Momen versus Momentum

Momen versus Momentum

Tahun 2022 baru berumur beberapa hari. Ucapan syukur dikumandangkan dalam hati setiap diri insan atas nikmat hidup di 2021. Pandemi Covid-19, gunung meletus, banjir bandang, dan segala bencana memberikan spirit perjuangan dan hikmah di balik segala ujian dan musibah.

Tentu saja pada tahun yang baru segala keinginan sudah dimasukkan dalam daftar resolusi. Hal baik diikrarkan, niat sukses diteguhkan, dan hidup sehat bahagia didambakan. Malam pergantian tahun merupakan saat yang tepat untuk berdoa dan membulatkan tekad atas semua cita di lembaran tahun baru.

Sidang pembaca yang berbahagia, dalam khazanah bahasa Indonesia, ”saat yang tepat” bisa diistilahkan momentum. Malam pergantian tahun biasanya saat yang tepat/momentum untuk perayaan. Atas segenap pencapaian pada tahun sebelumnya, pesta bakar jagung, bakar sate ayam, bakar kembang api dan petasan dilakukan dengan gegap gempita. Malam pergantian tahun biasanya juga momentum yang tepat untuk munajat. Atas segala keinginan di tahun yang baru, doa, salat di sepertiga malam ditegakkan dengan setulus hati.

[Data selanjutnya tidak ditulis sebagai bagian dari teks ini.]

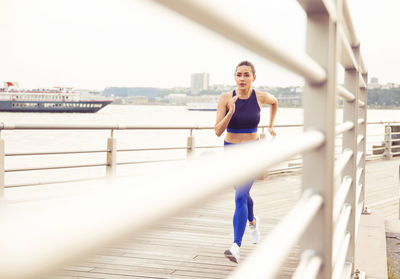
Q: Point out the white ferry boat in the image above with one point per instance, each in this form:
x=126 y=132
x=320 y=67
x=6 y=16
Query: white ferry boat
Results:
x=57 y=99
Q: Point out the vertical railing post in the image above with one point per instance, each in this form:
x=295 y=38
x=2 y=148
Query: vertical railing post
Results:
x=111 y=155
x=363 y=145
x=263 y=135
x=350 y=113
x=388 y=142
x=190 y=144
x=2 y=168
x=319 y=103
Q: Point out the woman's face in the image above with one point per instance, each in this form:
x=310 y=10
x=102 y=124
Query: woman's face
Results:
x=244 y=77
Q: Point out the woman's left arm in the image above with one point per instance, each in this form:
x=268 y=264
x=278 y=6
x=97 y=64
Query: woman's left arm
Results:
x=266 y=98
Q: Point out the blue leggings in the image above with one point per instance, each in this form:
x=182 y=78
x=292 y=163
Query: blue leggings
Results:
x=243 y=209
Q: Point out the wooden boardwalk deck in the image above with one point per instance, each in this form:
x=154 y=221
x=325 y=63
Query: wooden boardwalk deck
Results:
x=191 y=245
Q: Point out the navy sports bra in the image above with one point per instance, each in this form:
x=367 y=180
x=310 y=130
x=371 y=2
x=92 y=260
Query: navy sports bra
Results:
x=246 y=117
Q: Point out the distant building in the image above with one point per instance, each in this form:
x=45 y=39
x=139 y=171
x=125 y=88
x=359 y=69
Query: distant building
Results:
x=373 y=83
x=199 y=82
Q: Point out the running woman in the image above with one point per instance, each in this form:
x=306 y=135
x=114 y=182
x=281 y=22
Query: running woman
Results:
x=238 y=113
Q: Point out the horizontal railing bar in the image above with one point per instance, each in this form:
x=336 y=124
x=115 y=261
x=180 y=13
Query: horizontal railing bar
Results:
x=342 y=160
x=309 y=266
x=341 y=259
x=230 y=28
x=354 y=41
x=52 y=182
x=150 y=161
x=388 y=200
x=48 y=126
x=372 y=157
x=340 y=229
x=153 y=149
x=384 y=122
x=44 y=126
x=56 y=152
x=341 y=196
x=266 y=259
x=210 y=146
x=345 y=94
x=134 y=204
x=378 y=148
x=56 y=167
x=344 y=127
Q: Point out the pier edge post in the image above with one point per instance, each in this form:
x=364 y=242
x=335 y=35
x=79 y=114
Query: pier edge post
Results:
x=388 y=142
x=111 y=156
x=190 y=144
x=2 y=172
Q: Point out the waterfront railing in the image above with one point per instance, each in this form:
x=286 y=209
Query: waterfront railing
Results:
x=324 y=222
x=378 y=145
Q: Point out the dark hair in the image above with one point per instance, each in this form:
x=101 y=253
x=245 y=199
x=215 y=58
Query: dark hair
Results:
x=247 y=63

Bulan Agustus juga merupakan momentum untuk selalu mendengungkan rasa syukur pada diri setiap anak bangsa atas berkah kemerdekaan dengan cara tirakatan pada tiap malam tujuh belasan.

Misal lainnya, setiap tanggal 17 Agustus seluruh rakyat Indonesia memperingati kemerdekaan, berdaulat di negeri sendiri. Bulan Agustus merupakan momentum untuk merayakan kemerdekaan dengan berbagai lomba, dari lomba makan kerupuk sampai lomba mempercantik gapura di kampung-kampung. Bulan Agustus juga merupakan momentum untuk selalu mendengungkan rasa syukur pada diri setiap anak bangsa atas berkah kemerdekaan dengan cara tirakatan pada tiap malam tujuh belasan.

Momen

Jika momentum memiliki makna saat yang tepat, maka momen mempunyai arti waktu yang pendek.

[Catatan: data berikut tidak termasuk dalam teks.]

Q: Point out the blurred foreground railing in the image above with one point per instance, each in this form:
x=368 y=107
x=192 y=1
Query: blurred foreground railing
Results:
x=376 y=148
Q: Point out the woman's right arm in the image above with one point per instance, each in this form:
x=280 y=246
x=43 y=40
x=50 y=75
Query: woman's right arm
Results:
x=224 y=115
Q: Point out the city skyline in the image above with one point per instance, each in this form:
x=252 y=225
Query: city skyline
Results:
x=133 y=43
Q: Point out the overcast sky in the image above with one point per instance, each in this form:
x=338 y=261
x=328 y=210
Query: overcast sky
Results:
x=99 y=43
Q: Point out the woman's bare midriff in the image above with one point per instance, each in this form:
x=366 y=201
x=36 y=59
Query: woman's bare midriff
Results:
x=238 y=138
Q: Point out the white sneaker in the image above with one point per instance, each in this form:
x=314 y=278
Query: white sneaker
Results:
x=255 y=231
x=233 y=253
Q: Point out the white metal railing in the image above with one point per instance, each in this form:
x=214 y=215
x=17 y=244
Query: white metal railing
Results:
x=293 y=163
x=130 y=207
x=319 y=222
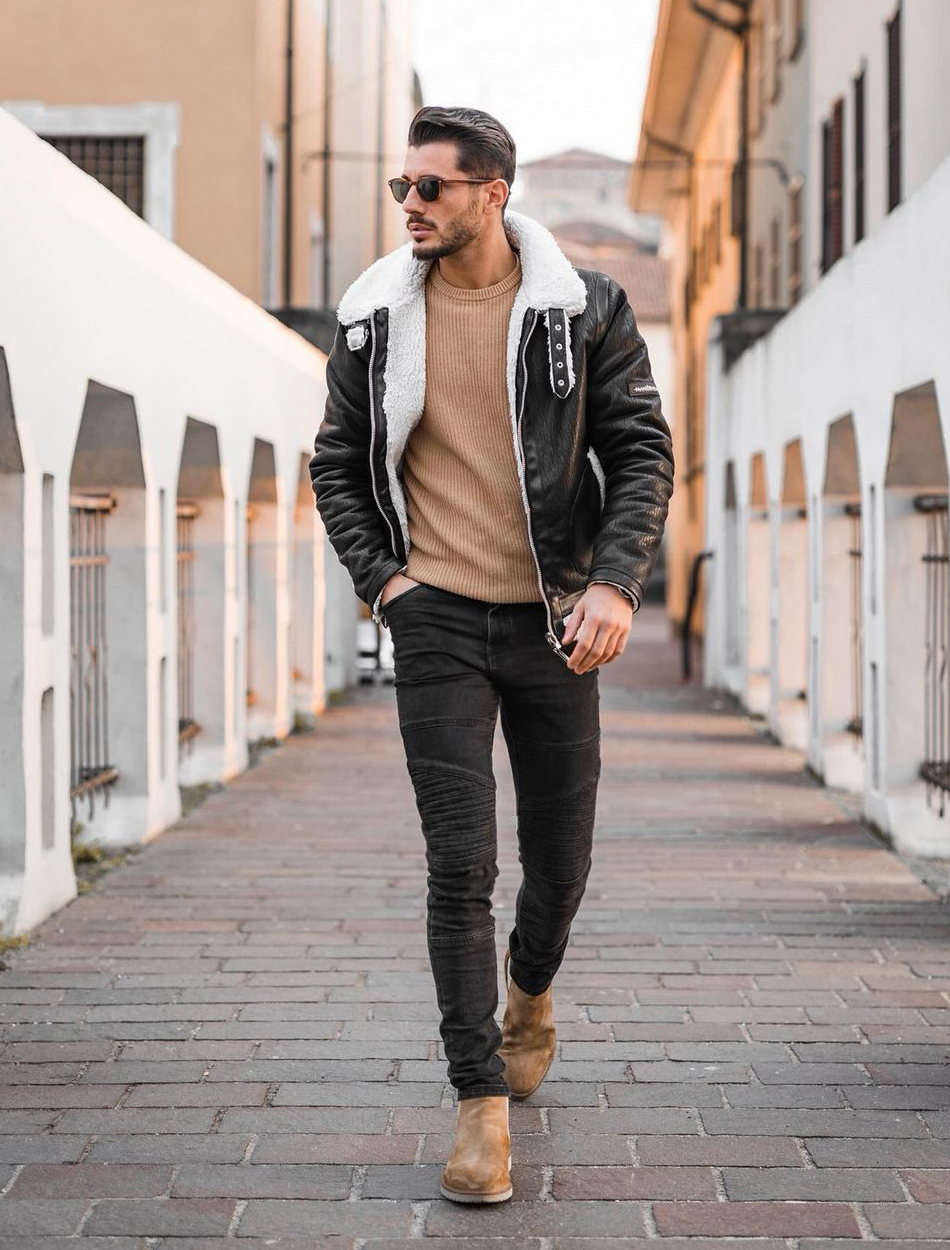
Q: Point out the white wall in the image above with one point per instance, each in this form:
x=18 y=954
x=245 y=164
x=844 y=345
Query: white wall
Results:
x=876 y=326
x=91 y=293
x=844 y=35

Saat berseragam Blaugrana, Lionel Messi melakukan penalti yang unik. Dia tidak langsung mengeksekusi bola ke gawang Celta Vigo. Namun, dia cuma menendang pelan, menggeser bola itu ke arah kanan, sekira setengah meter. Momen itu dimanfaatkan oleh Luis Suarez yang berdiri di belakang Messi. Suarez menyambar bola itu. Gol….

Tepatlah kiranya pemilihan kata momen pada ilustrasi kalimat di atas. Suarez, bomber yang kini berseragam Atletico Madrid, memanfaatkan waktu yang pendek (momen) itu dengan baik, yaitu menambah gol bagi klub yang kini berjuang teramat keras di Liga Spanyol itu agar kembali masuk dalam zona Liga Champions. 

Istilah momentum juga kerap dijumpai di bidang fisika. Kamus Besar Bahasa Indonesia juga mengategorikan lema kata benda, yang memiliki arti ‘besaran yang berkaitan dengan benda yang besarnya sama dengan hasil kali (darab) massa benda yang bergerak itu dan kecepatan geraknya’; ‘kuantitas gerak’.